早嶋です。
事業を通じて、社会を良くする、会社を良くする、周囲を良くする。自分を正す。多くの人が事業を継続する理由に利他がある。そして結果、それは己のためだと気がつく。このような考えは、著書の中にも、人の話にも出てくる。しかし実際やってみて、色々と経験を通して気がつくこともある。しかしながら、事業に没頭している人は、きっと誰のためにやっているという意識すらなく、ひたむきに考え実行し検証しまた試す。この繰り返しが心地よく取組んでいるに違いない。
継続的に事業を成し遂げていると、他者から秘訣やノウハウを聞かれることがある。あれこれ言語化し、若干脚色を加え、当たり前のことを、最もらしく話をす。実際は、考えながら行動し、その繰り返し。継続する中で何かが見えてきて、それを確かめる。当たるときもあれば、当たらないときもある。事業は相手あっての商売なので、相手が嫌な気持ちにならないように工夫して行う。もちろん、ここにビジネスモデルや最新の技術を組み入れるが、初めの一歩を継続する勇気と、従来の行動を変化させるマインドがなければ事業を継続することは難しい。
論理思考には、帰納法と演繹法がある。ルールや観察事項、あるいは一般論をベースに、そこに関連する情報を紐付けて結論を出す思考方法が演繹法だ。そのルールや観察事項を完全に二次情報に頼る人の話は常に胡散臭く感じ、発言がペラペラ薄い。しかしながら同じ演繹法でも、ルールや観察事項そのものを自分の行動や経験、失敗や成功から導き出し、帰納的な考えから共通点を活用している場合、なぜだか信憑性が高く感じる。
昨今急激にWeb情報を集約して一つの考えを整理してわかりやすい言語で提供するサービスが充実し始めた。しかし、Web上のデータベースそのものがコピペで増殖された情報で、誰かが誰かの2次情報をそれとなく書き換えているに過ぎない。1次情報から導き出された考えや文章は案外と少なく、あったとしてもその情報の多くが英語で、日本語での情報は悲しいほど乏しい。AIが導き出す考えや文章は僕らが綴るそれの100倍以上読みやすくきれいだ。でもしっくりこない。所詮二次情報の塊を整理したまでだからだ。
英語と日本語などの言語の問題であれば、訳の話になるが、訳者によっても日本語の厚みが変わる。

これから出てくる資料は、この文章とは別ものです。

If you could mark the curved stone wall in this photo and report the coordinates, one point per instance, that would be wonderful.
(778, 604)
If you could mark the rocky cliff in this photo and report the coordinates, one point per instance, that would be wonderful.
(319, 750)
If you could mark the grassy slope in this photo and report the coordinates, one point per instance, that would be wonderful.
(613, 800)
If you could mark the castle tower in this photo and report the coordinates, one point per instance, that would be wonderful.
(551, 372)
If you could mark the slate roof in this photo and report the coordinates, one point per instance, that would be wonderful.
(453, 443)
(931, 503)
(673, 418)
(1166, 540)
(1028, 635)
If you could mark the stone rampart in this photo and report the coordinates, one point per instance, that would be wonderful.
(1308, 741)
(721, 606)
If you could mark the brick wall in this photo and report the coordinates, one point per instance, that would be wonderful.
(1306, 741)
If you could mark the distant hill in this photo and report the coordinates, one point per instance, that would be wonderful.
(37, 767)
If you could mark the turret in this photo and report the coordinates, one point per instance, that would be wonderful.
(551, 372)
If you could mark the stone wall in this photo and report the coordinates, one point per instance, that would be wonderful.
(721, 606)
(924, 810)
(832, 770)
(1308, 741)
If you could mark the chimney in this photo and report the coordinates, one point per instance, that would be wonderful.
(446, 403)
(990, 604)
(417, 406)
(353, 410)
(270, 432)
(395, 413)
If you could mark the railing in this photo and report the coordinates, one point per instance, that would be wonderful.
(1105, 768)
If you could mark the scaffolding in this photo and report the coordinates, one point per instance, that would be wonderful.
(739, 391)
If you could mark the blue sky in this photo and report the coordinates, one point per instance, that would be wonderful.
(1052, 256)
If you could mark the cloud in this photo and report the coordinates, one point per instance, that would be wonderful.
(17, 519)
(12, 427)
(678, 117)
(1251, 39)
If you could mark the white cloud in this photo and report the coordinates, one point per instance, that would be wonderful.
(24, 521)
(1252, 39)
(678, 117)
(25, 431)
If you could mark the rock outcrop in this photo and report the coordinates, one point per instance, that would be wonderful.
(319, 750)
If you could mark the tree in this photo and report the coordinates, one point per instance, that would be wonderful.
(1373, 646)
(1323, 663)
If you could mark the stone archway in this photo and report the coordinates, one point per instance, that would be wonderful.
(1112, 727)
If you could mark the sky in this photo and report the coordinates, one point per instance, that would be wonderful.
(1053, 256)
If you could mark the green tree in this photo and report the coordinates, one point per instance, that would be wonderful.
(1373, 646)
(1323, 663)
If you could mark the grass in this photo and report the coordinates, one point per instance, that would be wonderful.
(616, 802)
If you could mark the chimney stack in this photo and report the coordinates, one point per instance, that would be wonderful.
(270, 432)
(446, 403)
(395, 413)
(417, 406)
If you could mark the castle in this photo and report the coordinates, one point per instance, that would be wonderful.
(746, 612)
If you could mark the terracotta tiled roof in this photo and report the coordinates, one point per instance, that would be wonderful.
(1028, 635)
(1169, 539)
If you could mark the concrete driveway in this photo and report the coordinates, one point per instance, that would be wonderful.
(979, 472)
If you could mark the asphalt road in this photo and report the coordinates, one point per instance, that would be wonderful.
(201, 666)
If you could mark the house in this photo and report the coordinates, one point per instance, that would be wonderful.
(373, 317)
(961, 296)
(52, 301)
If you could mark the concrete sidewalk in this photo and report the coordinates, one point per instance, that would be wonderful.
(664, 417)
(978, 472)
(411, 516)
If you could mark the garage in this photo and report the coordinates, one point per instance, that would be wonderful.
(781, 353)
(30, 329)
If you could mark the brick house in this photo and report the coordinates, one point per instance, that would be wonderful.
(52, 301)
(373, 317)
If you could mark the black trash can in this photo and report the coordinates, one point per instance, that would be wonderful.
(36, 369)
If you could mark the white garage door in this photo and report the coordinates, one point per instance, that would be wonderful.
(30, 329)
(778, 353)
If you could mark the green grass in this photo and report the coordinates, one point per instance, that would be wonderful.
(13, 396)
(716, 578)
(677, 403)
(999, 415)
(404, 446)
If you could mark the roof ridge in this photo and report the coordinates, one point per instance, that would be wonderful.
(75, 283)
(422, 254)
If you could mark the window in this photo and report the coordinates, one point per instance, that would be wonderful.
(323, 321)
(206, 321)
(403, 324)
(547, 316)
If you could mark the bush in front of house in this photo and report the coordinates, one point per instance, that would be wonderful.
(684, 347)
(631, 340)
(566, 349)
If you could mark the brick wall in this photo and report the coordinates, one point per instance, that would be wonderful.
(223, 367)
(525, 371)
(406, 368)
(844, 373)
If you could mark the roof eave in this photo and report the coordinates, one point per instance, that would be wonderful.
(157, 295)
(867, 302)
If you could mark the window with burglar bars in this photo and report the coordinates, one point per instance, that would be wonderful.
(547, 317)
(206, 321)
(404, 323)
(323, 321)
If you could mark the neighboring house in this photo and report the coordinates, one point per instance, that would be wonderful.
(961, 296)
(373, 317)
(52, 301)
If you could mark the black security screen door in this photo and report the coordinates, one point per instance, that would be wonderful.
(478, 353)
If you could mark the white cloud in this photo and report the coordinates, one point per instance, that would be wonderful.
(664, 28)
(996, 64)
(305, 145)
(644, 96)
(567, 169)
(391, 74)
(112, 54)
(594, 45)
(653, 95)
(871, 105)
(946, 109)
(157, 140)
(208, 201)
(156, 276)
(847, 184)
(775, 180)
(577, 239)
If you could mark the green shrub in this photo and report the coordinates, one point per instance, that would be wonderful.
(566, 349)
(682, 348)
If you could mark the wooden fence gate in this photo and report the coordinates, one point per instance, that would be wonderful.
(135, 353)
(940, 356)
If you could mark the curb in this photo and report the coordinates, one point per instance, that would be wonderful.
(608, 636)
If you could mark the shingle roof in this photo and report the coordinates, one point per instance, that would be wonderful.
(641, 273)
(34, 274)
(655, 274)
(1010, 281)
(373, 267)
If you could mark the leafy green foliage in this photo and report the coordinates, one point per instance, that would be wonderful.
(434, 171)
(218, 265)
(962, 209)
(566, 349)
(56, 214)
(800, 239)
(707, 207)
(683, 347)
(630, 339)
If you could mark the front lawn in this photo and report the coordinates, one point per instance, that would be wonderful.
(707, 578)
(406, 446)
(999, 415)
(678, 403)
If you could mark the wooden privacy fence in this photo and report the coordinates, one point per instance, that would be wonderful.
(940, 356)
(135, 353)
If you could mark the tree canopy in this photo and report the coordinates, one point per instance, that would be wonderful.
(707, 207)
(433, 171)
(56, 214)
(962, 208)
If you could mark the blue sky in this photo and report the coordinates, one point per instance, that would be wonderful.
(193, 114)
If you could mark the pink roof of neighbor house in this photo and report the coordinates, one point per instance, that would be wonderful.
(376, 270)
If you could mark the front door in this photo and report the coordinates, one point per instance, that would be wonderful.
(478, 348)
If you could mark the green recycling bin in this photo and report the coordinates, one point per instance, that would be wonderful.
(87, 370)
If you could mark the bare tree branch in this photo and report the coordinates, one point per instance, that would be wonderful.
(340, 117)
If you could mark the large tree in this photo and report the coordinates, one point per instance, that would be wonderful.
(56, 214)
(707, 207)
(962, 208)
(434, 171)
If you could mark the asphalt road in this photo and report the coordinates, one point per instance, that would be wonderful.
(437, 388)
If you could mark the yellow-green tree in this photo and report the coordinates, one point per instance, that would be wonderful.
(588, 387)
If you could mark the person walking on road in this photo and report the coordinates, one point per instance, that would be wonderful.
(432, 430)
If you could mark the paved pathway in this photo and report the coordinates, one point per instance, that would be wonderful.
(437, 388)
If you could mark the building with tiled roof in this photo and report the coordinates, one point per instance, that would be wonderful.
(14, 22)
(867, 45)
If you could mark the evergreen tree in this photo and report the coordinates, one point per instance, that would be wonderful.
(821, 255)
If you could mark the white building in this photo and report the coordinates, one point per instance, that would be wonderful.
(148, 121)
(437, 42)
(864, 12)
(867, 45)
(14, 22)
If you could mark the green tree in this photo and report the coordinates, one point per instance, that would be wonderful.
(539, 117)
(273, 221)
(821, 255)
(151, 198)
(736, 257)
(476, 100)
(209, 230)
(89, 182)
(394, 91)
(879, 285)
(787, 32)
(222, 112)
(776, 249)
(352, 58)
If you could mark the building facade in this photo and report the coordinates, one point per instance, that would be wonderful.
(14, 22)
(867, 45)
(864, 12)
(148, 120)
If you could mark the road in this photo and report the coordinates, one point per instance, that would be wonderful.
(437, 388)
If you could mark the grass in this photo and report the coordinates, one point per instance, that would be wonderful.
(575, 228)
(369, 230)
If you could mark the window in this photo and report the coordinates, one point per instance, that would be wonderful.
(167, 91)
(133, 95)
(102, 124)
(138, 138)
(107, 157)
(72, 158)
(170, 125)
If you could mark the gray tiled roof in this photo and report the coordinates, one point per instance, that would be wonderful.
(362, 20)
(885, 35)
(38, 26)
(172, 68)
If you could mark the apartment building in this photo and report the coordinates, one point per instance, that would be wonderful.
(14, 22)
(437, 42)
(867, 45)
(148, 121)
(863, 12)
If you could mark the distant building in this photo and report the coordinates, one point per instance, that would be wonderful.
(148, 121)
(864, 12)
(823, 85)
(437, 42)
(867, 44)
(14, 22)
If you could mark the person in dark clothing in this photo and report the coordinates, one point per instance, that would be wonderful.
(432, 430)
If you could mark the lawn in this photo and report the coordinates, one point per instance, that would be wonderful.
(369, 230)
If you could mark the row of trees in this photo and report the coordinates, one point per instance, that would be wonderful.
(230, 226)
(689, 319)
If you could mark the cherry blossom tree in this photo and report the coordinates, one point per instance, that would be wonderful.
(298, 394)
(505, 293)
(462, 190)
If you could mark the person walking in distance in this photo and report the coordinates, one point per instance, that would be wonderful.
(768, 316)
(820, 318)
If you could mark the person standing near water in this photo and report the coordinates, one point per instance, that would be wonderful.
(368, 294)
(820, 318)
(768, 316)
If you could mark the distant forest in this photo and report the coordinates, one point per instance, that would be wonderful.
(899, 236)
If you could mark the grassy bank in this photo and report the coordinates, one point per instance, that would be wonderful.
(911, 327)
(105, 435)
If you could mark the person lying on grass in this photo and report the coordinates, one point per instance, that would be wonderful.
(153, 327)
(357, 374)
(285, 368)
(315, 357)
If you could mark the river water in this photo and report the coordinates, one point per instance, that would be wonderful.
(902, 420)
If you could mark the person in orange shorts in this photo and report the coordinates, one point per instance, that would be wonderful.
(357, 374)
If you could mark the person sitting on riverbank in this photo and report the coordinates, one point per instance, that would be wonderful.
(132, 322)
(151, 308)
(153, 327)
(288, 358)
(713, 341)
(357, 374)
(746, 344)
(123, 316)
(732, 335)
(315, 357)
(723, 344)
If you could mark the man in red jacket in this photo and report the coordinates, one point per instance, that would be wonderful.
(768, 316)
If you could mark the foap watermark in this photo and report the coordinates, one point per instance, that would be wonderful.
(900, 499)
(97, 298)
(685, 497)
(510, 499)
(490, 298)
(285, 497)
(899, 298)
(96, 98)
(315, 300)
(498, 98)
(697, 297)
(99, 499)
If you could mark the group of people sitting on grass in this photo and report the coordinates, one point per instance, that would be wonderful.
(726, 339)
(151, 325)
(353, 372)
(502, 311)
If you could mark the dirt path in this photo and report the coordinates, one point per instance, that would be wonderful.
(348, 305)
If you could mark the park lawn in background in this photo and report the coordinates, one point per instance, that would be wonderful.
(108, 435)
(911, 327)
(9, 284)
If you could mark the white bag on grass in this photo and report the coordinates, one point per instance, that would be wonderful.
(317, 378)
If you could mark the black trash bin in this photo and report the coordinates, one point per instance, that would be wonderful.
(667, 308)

内容を理解した人が訳す場合と、単に約する場合の違いだ。つまり、もうしばらくは原体験に価値があり、それらを正しく人に伝えるための言語化ができる人は一定の価値を生み続けると思う。ただ、5年か10年も経てば、そのような情報をテキストに加えて、音声や動画、ときには画像でも一定の入力情報としてデータベースに追加され続ける日がやってくると思う。もしかして、人間の脳そのものがAIに繋がり、その原体験が何らかの方法でマシンに同期される日がやってくるかもしれない。その時は、1次と2次の違いな無くなるかもしれない。というか本当に人類皆兄弟で同じ脳みその基に行動するようになるのだ。
現在、ハードはコピペが可能だが、その雰囲気はコピペが難しい。微妙に何か違うからだ。おそらく、それはその対象を見た本人が感じる感情的な違和感であり、その何かがアップグレードされたらハードに対しての良からぬ評価はなくなり全て統一化される。その時は、器と魂が同居した状態になるだろう。
今は「誰が言ったか?」のキャラクターがとても重要で、同じアドバイスもキャラクターが異なれば、聞く人も変わってくる。AIが人間と親しい関係になり、違いがわからなくなれば、最後は何を言ったがが重要になるのだろうか。否。その世界は、完全にコピペが可能で、3Dプリンターのような機械が大量に同じようなものを作りだす。そこに宿る魂も同じようなものになる。世界が完全に同質化して、全ての情報が完全に民主化されるのだ。